[49ª Mostra de São Paulo] Garça-Azul
Este texto faz parte da cobertura da 49ª Mostra Internacional de Cinema de São Paulo, que ocorre entre 16 e 30 de outubro.
No começo do filme, quando a família visita um santuário ecológico, uma narração do parque explica que as aves que habitam o local, as garças-azuis, quando formam casais, se alternam nos cuidados dos filhotes. Uma delas cuida do ninho, enquanto a outra sai para pescar. Essa alternância ocorre com uma frequência cada vez maior, até que os filhotes estejam autossuficientes e o casal se desfaça. Essa mensagem funciona como uma espécie de dispositivo de enquadramento para os acontecimentos que envolvem o casal de protagonistas e explica o título do filme, Garça-Azul (Blue Heron), premiado como melhor primeiro filme no Festival de Locarno.
A mãe (Iringó Réti) e o pai (Ádám Tompa) são húngaros morando no Canadá com seus quatro filhos: o mais velho, Jeremy (Edik Beddoes), os meninos Henry (Liam Serg) e Felix (Preston Drabble) e a menina caçula Sasha (Eylul Guven). A história é narrada pelo olhar de Sasha, que também é parcialmente inspirada na própria diretora-roteirista, Sophy Romvari. O momento retratado é um recorte após a família se mudar, pelo visto uma de muitas vezes, em umas férias de verão. As crianças brincam no pula-pula do jardim, conhecem outras crianças vizinhas, vão à praia, se divertem.
A nota dissonante é o adolescente Jeremy e seu comportamento errático. Às vezes gentil e atencioso, se juntando a elas, às vezes distante, vendo de longe o que elas fazem, às vezes desafiador. O desenho de som provoca desconforto quando se preparam para um passeio e ele bate sua bola de basquete incessantemente contra a parede em uma provocação sem motivo. Em outra hora, em contraste, brinca de fazer barquinhos de papel para o banho de banheira dos meninos. Quando chega em casa acompanhado da polícia depois de tentar roubar uma loja, uma plano detalhe, tremido, na algema, dá conta do constrangimento do menino.
Entre consultas médicas, psicólogos, psiquiatras, policiais, familiares, ninguém parece entender Jeremy, solitário, sorriso doce, desenhando seus mapas, andando no telhado por um fio.
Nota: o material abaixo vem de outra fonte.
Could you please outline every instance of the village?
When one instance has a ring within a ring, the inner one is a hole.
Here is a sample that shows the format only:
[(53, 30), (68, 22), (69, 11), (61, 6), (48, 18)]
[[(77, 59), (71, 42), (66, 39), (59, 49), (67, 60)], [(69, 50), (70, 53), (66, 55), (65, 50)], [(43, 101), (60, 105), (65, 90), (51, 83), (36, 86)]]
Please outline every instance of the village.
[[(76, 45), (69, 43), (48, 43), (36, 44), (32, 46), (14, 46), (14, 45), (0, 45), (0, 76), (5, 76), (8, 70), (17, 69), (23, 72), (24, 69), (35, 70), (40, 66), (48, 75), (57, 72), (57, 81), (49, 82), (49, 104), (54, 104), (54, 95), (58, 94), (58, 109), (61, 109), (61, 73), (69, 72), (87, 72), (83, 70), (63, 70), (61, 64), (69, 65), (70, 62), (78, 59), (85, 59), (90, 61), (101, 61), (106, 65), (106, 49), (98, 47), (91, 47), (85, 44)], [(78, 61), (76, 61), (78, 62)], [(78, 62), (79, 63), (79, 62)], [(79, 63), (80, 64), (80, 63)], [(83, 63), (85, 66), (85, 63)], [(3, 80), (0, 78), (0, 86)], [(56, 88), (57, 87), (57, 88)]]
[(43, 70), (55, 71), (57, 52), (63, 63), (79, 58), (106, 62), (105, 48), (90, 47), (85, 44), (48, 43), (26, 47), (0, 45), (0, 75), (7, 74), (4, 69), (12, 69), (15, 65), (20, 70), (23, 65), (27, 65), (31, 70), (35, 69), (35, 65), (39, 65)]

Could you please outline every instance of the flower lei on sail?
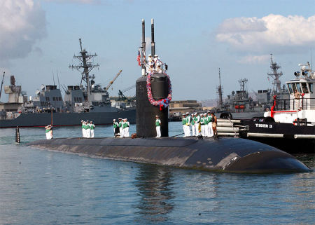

Para os pais resta o sentimento de culpa e a exaustão, além do desejo de proteger o restante da prole, que é filha biológica desse pai. Pai esse, inclusive, que tem fascinação pelo registro. Ele filma, ele fotografa, ele cuida do ninho, enquanto a mãe sai para pescar. Tudo culmina no dia em que uma conselheira tutelar visita a casa da família e eles aceitam entregar Jeremy a um lar temporário.
Após uma hora de filme, há uma ruptura na reconstituição de época e a narrativa se passa para o tempo presente, como se Sasha adulta (Amy Zimmer)/a diretora quisessem entender o que aconteceu. Sasha tornou-se cineasta (meta-Sophy Romvari) e entrevista conselheiros tutelares sobre o passado de Jeremy. As fichas do irmão são entregues e examinadas para que digam o que teria sido possível fazer com os recursos de hoje. Nenhuma resposta certeira é fornecida.
O filme fecha um arco narrativo interessante, mesclando passado e presente, ficção e documentário, buscando a cura para dores ainda sentidas e fantasmas claramente ainda muito presentes. Quando Sasha adulta revisita a mãe abrindo mão do irmão, ela tira o foco da câmera, retratando uma mãe duplicada, com duas cabeças: uma mãe que pode ser mãe e pode abrir mão da maternidade ao mesmo tempo. E se vê criança ouvindo a conversa atrás da porta. Ela sabe que aquele momento vai assombrar sua família para sempre e afastar seus pais e sabe que recriá-lo não vai mudar o desfecho. Recriar é a vã tentativa de fazer sentido de sua própria experiência infantil de culpa.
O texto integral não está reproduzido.